À Saint-Étienne, Ali et Laura fabriquent un cercueil français à partir de déchets de tournesol et de colza

De quoi est fait un cercueil Tournesol ?

La matière première est le vrai point de départ du projet, Pivert utilise un matériau biosourcé, composé de tourteaux de tournesol ou de colza, ces résidus broyés qui restent après extraction de l’huile végétale, mélangés à de la sciure issue de scieries françaises. L’ensemble est pressé et chauffé pour former une matière homogène, sans colle au formaldéhyde ajouté.

Le résultat tient la comparaison avec le bois, les caractéristiques mécaniques sont proches d’un massif, pour un poids plus faible.
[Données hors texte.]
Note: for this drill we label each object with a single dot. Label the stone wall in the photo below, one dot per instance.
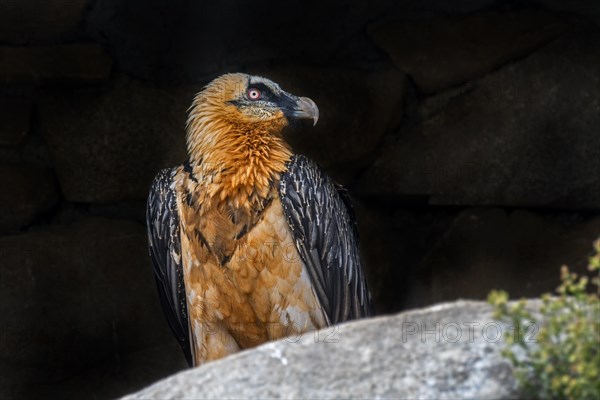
(467, 132)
Un cercueil traditionnel en bois pèse autour de 55 kg, avec sa visserie, ses métaux et parfois son plastique. Le Tournesol est plus light, son pouvoir calorifique reste comparable à celui du bois, ce qui évite une surconsommation de gaz lors des crémations, et sa combustion se veut plus propre, sans rejets de formaldéhyde. Les cercueils répondent aux normes requises et sont autorisés en crématorium.
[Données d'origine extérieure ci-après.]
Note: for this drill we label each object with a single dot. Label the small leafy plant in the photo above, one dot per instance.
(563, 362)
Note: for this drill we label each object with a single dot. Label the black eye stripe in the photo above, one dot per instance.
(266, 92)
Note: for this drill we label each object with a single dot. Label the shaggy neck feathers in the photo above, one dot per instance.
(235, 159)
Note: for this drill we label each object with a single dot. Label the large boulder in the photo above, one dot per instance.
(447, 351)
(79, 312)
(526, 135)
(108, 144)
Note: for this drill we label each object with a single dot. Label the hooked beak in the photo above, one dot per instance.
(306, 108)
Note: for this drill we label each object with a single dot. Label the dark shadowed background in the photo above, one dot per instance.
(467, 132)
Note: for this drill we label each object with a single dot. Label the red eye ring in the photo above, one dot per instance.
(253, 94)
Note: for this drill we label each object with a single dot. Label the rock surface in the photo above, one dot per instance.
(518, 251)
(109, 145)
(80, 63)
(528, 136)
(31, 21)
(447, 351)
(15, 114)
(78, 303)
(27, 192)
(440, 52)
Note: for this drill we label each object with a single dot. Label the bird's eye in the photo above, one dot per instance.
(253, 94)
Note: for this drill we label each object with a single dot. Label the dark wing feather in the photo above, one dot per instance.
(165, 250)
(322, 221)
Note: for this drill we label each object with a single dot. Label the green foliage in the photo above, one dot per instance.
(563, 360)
Cette logique de la matière qui commande le projet, on l’a déjà croisée sur le blog. Chez Gimmic Design, le mobilier commence toujours par un déchet existant plutôt que par une esquisse. Le principe rejoint aussi le travail de Koukos de Lab, qui transforme les noyaux d’olive en mobilier, ou celui du studio Instead, qui façonne des assises avec la drêche de brasserie. Le tournesol et le colza rejoignent cette famille de ressources que l’on regardait comme des rebuts.

Pourquoi le design du Tournesol ressemble à une page blanche ?
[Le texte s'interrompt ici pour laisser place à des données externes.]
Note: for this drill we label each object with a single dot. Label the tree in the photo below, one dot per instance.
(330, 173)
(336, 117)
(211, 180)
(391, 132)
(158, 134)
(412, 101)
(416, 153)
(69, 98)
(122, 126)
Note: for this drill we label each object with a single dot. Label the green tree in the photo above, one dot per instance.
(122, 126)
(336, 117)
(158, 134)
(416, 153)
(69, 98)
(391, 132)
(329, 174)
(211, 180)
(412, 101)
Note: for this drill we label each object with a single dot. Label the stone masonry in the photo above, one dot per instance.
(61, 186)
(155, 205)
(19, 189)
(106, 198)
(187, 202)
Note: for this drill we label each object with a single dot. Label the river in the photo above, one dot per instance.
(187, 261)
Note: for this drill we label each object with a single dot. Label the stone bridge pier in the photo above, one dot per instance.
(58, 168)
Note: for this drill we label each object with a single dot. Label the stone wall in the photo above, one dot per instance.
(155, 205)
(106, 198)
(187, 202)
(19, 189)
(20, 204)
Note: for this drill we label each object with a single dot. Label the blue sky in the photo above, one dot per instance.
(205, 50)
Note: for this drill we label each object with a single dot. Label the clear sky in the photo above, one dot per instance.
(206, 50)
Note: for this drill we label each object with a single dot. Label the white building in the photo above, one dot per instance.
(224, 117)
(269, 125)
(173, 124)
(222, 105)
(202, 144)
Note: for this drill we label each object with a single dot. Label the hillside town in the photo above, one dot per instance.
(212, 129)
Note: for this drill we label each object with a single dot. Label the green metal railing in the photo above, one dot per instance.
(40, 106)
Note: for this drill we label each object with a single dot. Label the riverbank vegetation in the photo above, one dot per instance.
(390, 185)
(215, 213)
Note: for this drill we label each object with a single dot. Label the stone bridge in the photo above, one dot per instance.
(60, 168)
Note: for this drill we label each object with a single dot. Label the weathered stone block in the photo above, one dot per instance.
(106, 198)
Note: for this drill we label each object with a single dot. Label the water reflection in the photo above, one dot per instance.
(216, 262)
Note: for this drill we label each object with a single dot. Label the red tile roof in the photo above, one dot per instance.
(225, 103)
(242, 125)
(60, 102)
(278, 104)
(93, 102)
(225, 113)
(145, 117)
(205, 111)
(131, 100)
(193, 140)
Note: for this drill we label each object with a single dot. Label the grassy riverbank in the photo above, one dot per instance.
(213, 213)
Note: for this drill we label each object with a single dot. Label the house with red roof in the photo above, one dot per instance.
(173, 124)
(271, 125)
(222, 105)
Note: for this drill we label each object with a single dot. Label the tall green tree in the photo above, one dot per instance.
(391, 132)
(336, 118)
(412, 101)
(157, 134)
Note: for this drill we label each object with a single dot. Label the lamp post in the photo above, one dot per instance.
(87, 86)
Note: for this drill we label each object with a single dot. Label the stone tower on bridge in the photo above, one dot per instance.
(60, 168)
Le cercueil arbore un dessin épuré, volontairement sobre, sans ornement plaqué ni poignée décorative, ce choix n’est pas seulement esthétique, il transforme l’objet en support d’expression. La surface, douce au toucher, se prête à l’écriture et à la peinture.

Pivert livre le cercueil avec un kit de personnalisation composé de cailloux en cire végétale, pour que chacun puisse écrire un mot, dessiner un symbole ou tracer un signe directement sur la matière. Un accessoire porte-fleurs permet aux proches de fleurir eux mêmes le cercueil. Le geste devient collectif. L’objet standard se change en création partagée, propre à la cérémonie qui l’accompagne.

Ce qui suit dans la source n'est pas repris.